Chuanqi's patch to detect mixed std and std::experimental namespace use for coroutine types (D108696) was a little aggressive.
a) Users converting code might use a using-decl from std::experimental::coroutine_traits to std::coroutine_traits, or vice-versa. We should be silent about that, it's not problematic.
b) Users who have conflicting declarations in the two namespaces should be told about it, but we should not prevent compilation -- there's nothing ill-defined about having stuff in std::experimental. But you are probably confused. So this becomes a warning.
While there I reorganized the code -- we look in both places, if we found nothing bail. Otherwise check the thing we found is a template (prefering std's result here). Then finally if we found it only in std::experimental, of if we found different things in both places also warn.

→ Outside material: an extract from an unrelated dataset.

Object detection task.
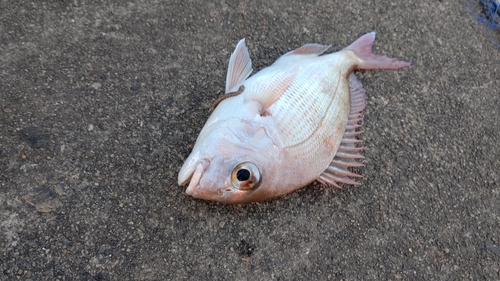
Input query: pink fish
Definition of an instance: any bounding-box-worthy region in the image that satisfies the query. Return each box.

The diagnostics provide a note indicating the location of what we found, so the user is not left guessing where the problematic declaration resides.
Perhaps s/for coroutine/for coroutine components/. And then I wonder why there's a second sentence in this message — could you just emit warn_deprecated_coroutine_namespace as well?
If we're tightening up these messages, then maybe
For simple wording changes like the removal of "Please", or the refactor I just suggested, which then have trivial but distracting effects in the test files, personally I would suggest you split those wording changes into a teeny-tiny separate PR and get them landed ASAP. IIUC, the main point of this PR is to downgrade this err_ into a warn_.